Aujourd’hui, c’est un autre combat qui l’anime. « Sevran est endettée mais elle ne fait pas partie de ces communes qui ont des dettes parce qu’elles ont contracté des emprunts toxiques », rectifie-t-il. « C’est juste que nos recettes fiscales sont trop faibles et que notre taxe d'habitation est l’une des plus élevées du département », poursuit-il, soudain pris d’une toux sèche et tenace, résultat de cinq nuits passées sous la tente, emmitouflé dans un sac de couchage posé sur un matelas pneumatique.

Avec un taux fixé à 21% de la valeur locative, la taxe d’habitation à Sevran (50 000 habitants) est en effet trois fois supérieure à la moyenne en Seine-Saint-Denis alors que, depuis les départs de Kodak et de Westinghouse dans les années 1990, la ville - qui fait pourtant des faveurs aux PME - dispose de ressources limitées. Et comme un habitant sur cinq n’est pas imposable et que plus d’un jeune sur trois est sans emploi, on comprend le désarroi de Stéphane Gatignon, élu en 2001 sous la bannière communiste, avant de rejoindre en 2009 les rangs d’Europe Ecologie.

Preuve que son geste a porté, il a reçu dès samedi la visite du ministre de l’Intérieur et ancien maire d’Evry (Essonne) Manuel Valls, puis celle de Claude Bartolone, député de Seine-Saint-Denis durant vingt-cinq ans avant de devenir, en juin dernier, président de l’Assemblée nationale. « Eux me comprennent car ils ont été confrontés aux mêmes problèmes mais j’ai l’impression que c’est loin d’être le cas de tout le monde au gouvernement », se désole Stéphane Gatignon.

Il aurait pourtant des raisons d’être satisfait. Dès samedi, le ministre de la Ville François Lamy a promis de débloquer 4,7 millions d’euros qui seront versés par l’Agence nationale de rénovation urbaine (Anru) à sa municipalité. Et mardi, son cas et celui des inégalités entre collectivités ont été longuement débattus tout à côté, sur les bancs de l’Assemblée, lors d’une session à laquelle il est venu assister.
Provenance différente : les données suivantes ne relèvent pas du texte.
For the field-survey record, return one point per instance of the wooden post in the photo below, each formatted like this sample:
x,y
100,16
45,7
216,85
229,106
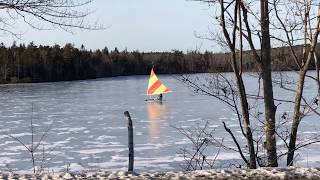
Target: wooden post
x,y
130,141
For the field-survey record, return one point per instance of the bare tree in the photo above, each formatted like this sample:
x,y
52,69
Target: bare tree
x,y
45,14
304,22
296,19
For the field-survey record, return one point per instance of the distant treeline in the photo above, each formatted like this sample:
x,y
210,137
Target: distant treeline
x,y
31,63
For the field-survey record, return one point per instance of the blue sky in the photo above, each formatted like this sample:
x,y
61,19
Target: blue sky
x,y
144,25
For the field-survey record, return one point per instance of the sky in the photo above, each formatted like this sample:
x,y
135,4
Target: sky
x,y
144,25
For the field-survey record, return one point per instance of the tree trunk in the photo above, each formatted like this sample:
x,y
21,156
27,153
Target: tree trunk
x,y
297,115
270,108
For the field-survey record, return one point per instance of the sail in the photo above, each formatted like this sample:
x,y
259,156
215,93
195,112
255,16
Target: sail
x,y
155,86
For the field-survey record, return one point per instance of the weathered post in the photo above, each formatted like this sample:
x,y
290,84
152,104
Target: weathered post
x,y
130,141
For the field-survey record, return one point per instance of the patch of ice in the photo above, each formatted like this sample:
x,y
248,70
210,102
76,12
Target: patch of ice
x,y
100,138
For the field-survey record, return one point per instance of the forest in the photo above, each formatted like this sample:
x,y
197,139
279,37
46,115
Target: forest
x,y
30,63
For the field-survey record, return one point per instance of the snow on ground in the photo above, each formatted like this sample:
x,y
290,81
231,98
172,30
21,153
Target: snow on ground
x,y
218,174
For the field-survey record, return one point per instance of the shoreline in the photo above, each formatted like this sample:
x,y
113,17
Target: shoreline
x,y
230,174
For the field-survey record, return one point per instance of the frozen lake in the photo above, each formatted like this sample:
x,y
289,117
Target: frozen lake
x,y
88,130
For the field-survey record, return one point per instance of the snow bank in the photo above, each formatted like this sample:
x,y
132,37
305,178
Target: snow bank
x,y
219,174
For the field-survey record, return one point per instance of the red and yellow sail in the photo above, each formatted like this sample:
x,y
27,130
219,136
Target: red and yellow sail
x,y
155,86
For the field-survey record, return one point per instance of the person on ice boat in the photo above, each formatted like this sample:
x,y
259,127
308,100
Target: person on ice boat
x,y
160,97
156,87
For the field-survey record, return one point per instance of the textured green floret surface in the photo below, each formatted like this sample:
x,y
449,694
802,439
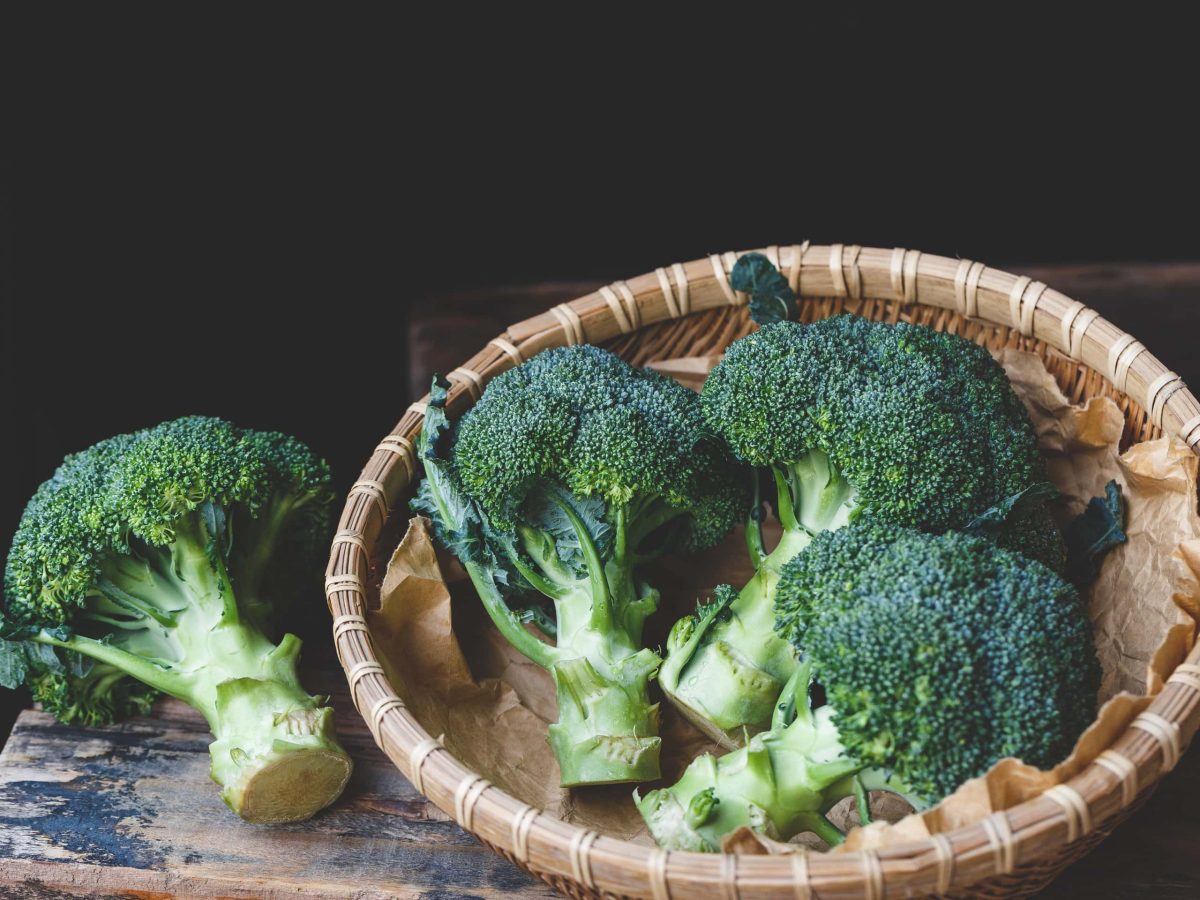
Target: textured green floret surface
x,y
853,419
925,425
941,654
600,427
157,562
573,471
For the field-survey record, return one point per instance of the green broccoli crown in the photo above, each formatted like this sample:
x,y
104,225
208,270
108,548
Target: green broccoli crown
x,y
941,654
142,487
157,562
924,425
586,419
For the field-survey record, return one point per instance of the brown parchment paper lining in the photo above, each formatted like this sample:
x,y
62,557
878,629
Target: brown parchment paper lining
x,y
493,711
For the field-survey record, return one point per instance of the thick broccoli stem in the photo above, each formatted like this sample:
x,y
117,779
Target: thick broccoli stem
x,y
275,751
780,784
727,678
607,727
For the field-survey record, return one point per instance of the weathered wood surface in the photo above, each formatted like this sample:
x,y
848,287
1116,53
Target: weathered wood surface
x,y
131,813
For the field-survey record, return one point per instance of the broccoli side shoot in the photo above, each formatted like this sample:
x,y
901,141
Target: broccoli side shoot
x,y
570,473
939,655
849,419
159,562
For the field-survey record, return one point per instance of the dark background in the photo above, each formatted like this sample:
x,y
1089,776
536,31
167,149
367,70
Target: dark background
x,y
240,217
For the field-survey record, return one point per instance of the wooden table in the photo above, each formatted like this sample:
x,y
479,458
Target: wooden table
x,y
130,811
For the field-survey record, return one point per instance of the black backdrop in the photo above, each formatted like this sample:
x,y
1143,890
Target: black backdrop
x,y
240,225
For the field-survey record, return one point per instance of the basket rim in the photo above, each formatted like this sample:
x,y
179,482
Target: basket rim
x,y
1147,748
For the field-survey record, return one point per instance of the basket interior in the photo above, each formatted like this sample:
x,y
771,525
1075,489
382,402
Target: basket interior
x,y
558,852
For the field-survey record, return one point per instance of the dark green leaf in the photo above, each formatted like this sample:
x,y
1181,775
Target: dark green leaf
x,y
1093,533
772,298
543,509
42,658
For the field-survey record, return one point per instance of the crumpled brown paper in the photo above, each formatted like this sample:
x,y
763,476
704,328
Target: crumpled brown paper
x,y
495,711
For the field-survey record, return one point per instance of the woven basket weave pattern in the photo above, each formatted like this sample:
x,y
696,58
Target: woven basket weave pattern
x,y
691,310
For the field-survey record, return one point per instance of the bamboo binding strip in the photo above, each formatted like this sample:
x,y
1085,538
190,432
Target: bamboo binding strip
x,y
1007,852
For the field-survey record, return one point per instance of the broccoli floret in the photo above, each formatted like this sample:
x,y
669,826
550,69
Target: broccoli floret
x,y
570,473
159,562
849,419
939,655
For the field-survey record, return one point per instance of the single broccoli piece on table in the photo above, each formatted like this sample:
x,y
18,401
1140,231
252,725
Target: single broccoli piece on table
x,y
849,419
159,562
939,655
570,473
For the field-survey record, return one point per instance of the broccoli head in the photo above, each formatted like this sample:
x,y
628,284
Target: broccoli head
x,y
851,419
159,562
939,655
570,473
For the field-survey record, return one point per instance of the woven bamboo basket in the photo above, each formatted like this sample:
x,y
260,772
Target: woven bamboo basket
x,y
691,310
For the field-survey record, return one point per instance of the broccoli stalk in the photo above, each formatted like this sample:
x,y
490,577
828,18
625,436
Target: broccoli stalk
x,y
850,419
569,474
726,675
781,783
939,655
130,564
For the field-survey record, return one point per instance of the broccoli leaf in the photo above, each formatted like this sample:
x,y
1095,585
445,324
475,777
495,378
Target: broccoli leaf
x,y
1093,533
991,520
544,510
772,298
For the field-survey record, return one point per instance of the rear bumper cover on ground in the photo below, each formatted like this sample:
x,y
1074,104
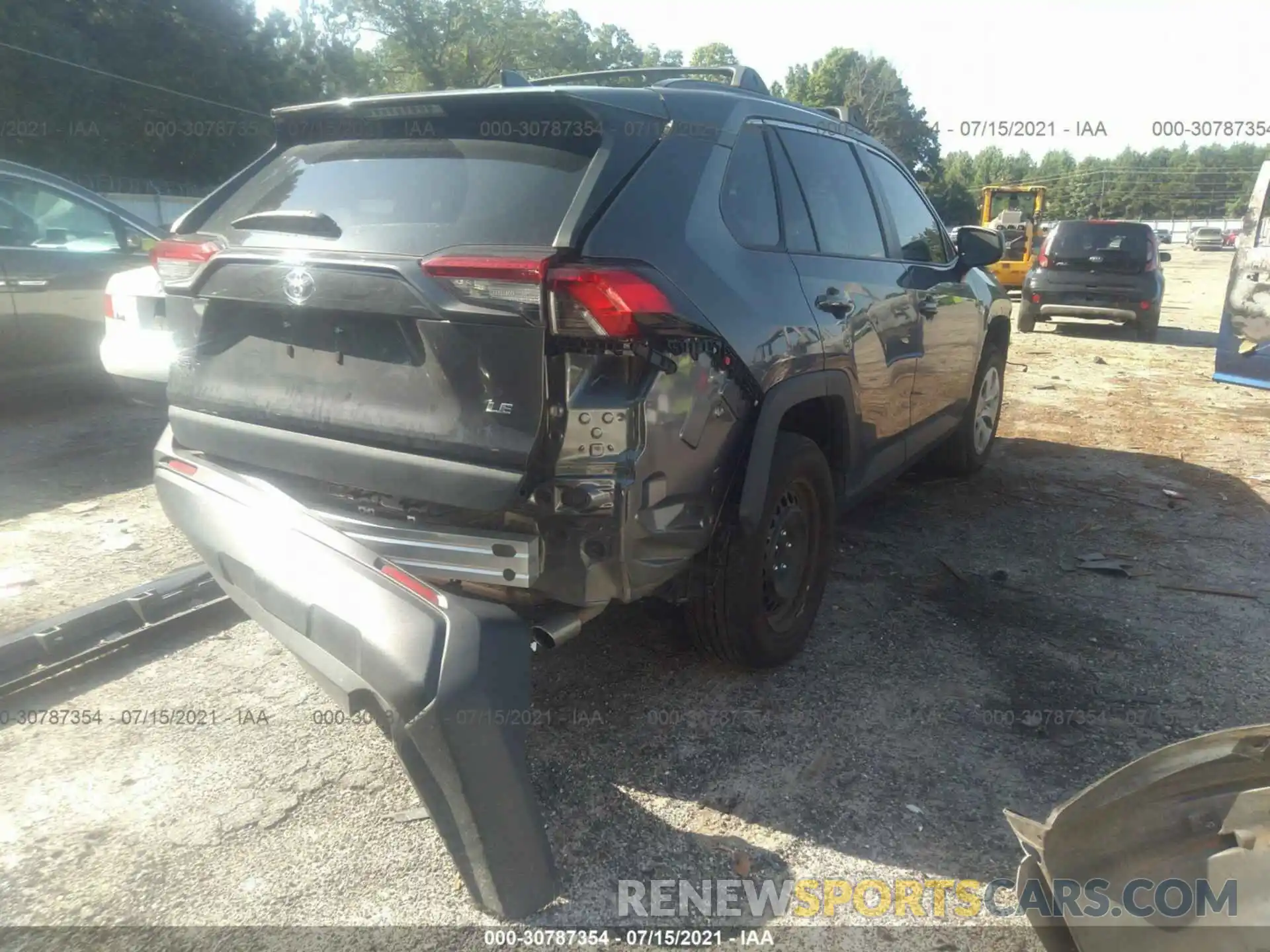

Rééquilibrage et péréquation

Le maire gréviste de la faim a pourtant décidé de poursuivre son combat au nom des villes de banlieue qu’il estime oubliées du système. Il a par exemple mal digéré - si l’on peut dire - que le gouvernement mandate le préfet de Seine-Saint-Denis pour résoudre les problèmes de Sevran, une manière de botter en touche. « Mandater le préfet, c’est se moquer du monde, s’énerve-t-il. Le préfet, je peux l’avoir au téléphone quand je veux. »

Le nouvel objectif de Stéphane Gatignon : que soit mieux appliquée la péréquation, ce mécanisme qui permet de rééquilibrer les revenus entre communes riches et communes pauvres. Ses propos sont remontés jusqu’à l’Elysée au point que, interrogé sur le sujet, François Hollande a déclaré lors de sa conférence de presse de mardi qu’il comprenait « la détresse du maire » et que le gouvernement allait « prendre des décisions ».

S’il a « bien aimé » cette partie du discours du chef de l'Etat, Stéphane Gatignon a décidé de prolonger sa grève de la faim jusqu’à obtenir satisfaction : qu’un fonds d'urgence soit créé en faveur des villes les plus en difficulté et qu’une augmentation substantielle des dotations de solidarité urbaine soit décidée.

Le gouvernement propose une hausse de 180 millions d’euros mais le maire de Sevran estime qu’il faudrait au moins le double. « Si le mouvement des pigeons a pu obtenir gain de cause en un après-midi au ministère des Finances (1), il n’y a pas de raison que les collectivités ne puissent pas être entendues », se justifie-t-il, avant de s’asseoir sur un banc public pour accorder une nouvelle interview.

(1) début octobre, les revendications du mouvement des entrepreneurs contre des mesures fiscales avaient été entendues et retirées du projet de loi de finances par le minstre de l’Economie et des Finances Pierre Moscovici.